Так обстояли дела спустя месяц моего пребывания в «Четырех Прудах». Каникулы мои продлились довольно долго, однако мне было в высшей степени уютно и очень не хотелось уезжать. Для моего изголодавшегося в городе взгляда первые недели мая были ослепительно-пышным зрелищем красоты. Ландшафт сверкал от желтых нарциссов, розового персикового цвета и яркой зелени молодой пшеницы; поля ожили благодаря радостно-игривым весенним ягнятам и жеребятам, выпущенным на пастбище. С большой неохотой я предвкушал свое возвращение к кирпичу, камню и асфальту Нью-Йорка. Работа звала меня, но я лениво откладывал отъезд день за днем.

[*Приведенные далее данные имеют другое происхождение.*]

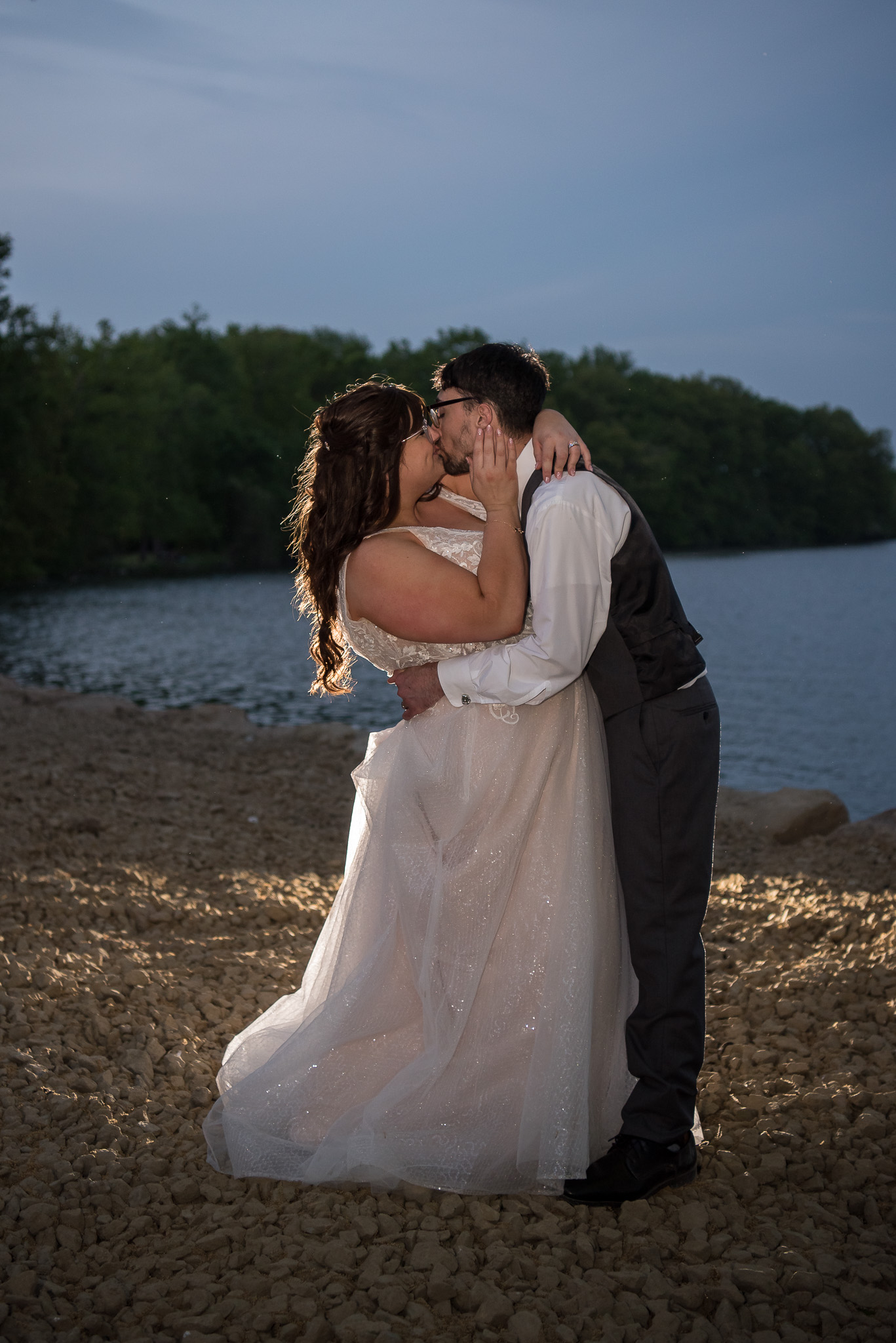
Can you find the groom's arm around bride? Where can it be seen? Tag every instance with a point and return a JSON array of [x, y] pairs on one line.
[[604, 602]]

На плантации все, казалось бы, пошло по-старому. Местонахождение облигаций по-прежнему оставалось загадкой, но призрак вернулся в свою могилу, во всяком случае, его появления в доме прекратились. Я думаю, что кто-то еще пару раз видел, как «дух родниковой впадины» поднимается из облака адского дыма, но вызванные этим волнения не вышли за пределы негритянских жилищ. Ни один человек в усадьбе, кто дорожил своей шкурой, не посмел бы произнести слово «призрак» в присутствии полковника Гейлорда. Взаимоотношения между Рэдом и его отцом стали менее натянутыми и дела в целом складывались довольно удачно, как вдруг, словно гром среди ясного неба, стали происходить странные и ужасные события, которые все изменили в «Четырех Прудах».
Глава IX
Экспедиция в Люрэй
Однажды утром, часов в одиннадцать, полковник, Рэднор и я расположились в шезлонгах на лужайке, в тени раскидистой катальпы. Было тепло, мы с Рэдом только что вернулись с пешей прогулки на верхнее пастбище, находившееся в доброй миле от дома. Мы с жаром отдавали должное запотевшим бокалам, которые Соломон недавно поставил на стол, когда до нас донесся стук копыт скачущей во весь опор лошади, и вскоре на том конце усеянной солнечными бликами дорожки возникла Полли Мэзерс на своей гнедой по кличке Тигровая Лилия. Рядом с нею весело носился ирландский сеттер, и все трое составляли живописную сцену. Блестящая шкура лошади, шелковистая шерсть собаки и золотисто-рыжие пряди самой Полли были почти одного цвета. Я думаю, что маленькая ведьма намеренно выбрала в спутники этих двоих. В темном облачении и мужской шляпе, с лоснящимися щечками и смеющимися глазами, она являла собой столь прелестное видение, какое когда-либо доводило до совершенства майское утро. Весело помахав хлыстом, она поскакала к нам через лужайку.